Оазис | страница 11
И тут я рассмеялась.
ЛЕЛЬМААЛАТ (и далее чередуясь):
Отца своего я помнил хорошо. Несмотря на то, что видел его в последний раз в день моего четырехлетия. Я потом понял, что он на коленях умолял мою мать дождаться этого главного для него праздника. Ей в принципе было все равно, поэтому она не отказала.
Целый день мы с отцом провели вместе. Носились по лужайке во фруктовом саду, пытались подражать голосам птиц. Потом вместе пытались залезть на дерево, я, смеясь, соскальзывал, а отец ловил меня и старался подсадить повыше, но мне очень нравилась эта игра, поэтому я продолжал захлебываясь приступами хохота падать ему на руки.
Еду нам принесли в беседку у пруда, потому что после обеда было жарко. Я лежал на дощатом полу беседки, вглядываясь в прозрачную воду и наблюдая за хаотичными метаниями рыбок, а отец сидел со мной рядом и гладил меня по голове.
— Лель, сынок, ты счастлив?
Тому чем для меня было счастье я тогда еще не дал определения, но если отец меня спрашивал о нашей с ним дружбе и единении, то я искренне мог ответить:
— Да!
— Я знаю, что ты у меня еще маленький, еще такой хрупкий и ранимый, но я тебя прошу, постарайся запомнить эти ощущения, минуты, когда тебе хорошо. Чтобы жизнь твоя была наполнена яркими красками. Чтобы у тебя в груди горел огонь, чтобы у тебя были мечты. Тогда ты сможешь стать счастливым!
— Папа, а ты счастлив?
Отец прижал мою голову к себе, торопливо целуя в макушку, и сказал правду:
— Сейчас да!
Я опять отвлекся на рыбок, а он поднялся и отошел, а потом окликнул меня:
— Лель, смотри!
Я поднялся и подбежал к отцу. На его ладони лежал кинжал из голубоватой стали. Он был достаточно простым, без гравировок, украшений, драгоценных камней, но был каким-то волшебным. Как будто в нем сосредоточилась вся моя жизнь. Я замер, не решаясь к нему прикоснуться, а отец протянул его мне и сказал:
— Ну что же ты, гэзире, — иногда он называл меня 'гэзире', неукротимый дух, — возьми, он твой!
Я несмело протянул руку и легонько дотронулся до кинжала пальцами, потом, осмелев, схватил в охапку своей детской ладошкой, и хитро посмотрел на отца.
— Вижу с подарком я не ошибся! Иглы для вышивания, бусы и прочую дребедень тебе и так подарят, а это… Ты такой же как я, сын! И я очень надеюсь, что добьешься большего!

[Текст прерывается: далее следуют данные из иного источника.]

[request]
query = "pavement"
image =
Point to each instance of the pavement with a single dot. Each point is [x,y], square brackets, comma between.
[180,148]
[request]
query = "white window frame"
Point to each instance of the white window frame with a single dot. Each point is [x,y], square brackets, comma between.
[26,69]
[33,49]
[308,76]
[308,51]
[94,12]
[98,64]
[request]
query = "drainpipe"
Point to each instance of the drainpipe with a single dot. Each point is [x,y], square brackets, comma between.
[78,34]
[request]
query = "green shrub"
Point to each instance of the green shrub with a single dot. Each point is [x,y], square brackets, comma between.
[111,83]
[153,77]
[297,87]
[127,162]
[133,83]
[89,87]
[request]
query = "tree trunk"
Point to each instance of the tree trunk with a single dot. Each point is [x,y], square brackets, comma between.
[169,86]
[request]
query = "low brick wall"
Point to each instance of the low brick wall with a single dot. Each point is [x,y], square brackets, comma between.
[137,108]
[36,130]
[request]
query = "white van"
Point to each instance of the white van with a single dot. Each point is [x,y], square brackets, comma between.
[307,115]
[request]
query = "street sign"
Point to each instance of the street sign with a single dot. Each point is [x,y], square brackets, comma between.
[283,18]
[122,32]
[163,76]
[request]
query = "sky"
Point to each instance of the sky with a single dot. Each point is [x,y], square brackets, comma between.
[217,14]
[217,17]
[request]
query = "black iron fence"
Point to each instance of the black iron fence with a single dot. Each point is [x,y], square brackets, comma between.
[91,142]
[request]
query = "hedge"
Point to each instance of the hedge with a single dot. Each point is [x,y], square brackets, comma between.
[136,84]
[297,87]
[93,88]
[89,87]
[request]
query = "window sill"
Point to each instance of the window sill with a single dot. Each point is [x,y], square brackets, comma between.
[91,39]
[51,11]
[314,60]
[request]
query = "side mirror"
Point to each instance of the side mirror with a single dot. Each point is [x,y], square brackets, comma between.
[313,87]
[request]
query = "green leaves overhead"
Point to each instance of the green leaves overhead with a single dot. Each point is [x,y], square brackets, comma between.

Потом он мне долго играл на лютне. Страстные и грустные песни, многие из них были на незнакомом языке. Я сидел, крепко прижавшись к его плечу, и счастливее меня на свете не было. Даже странные слова отца были где-то за пределами моего разума, я видел только то, что было здесь и сейчас.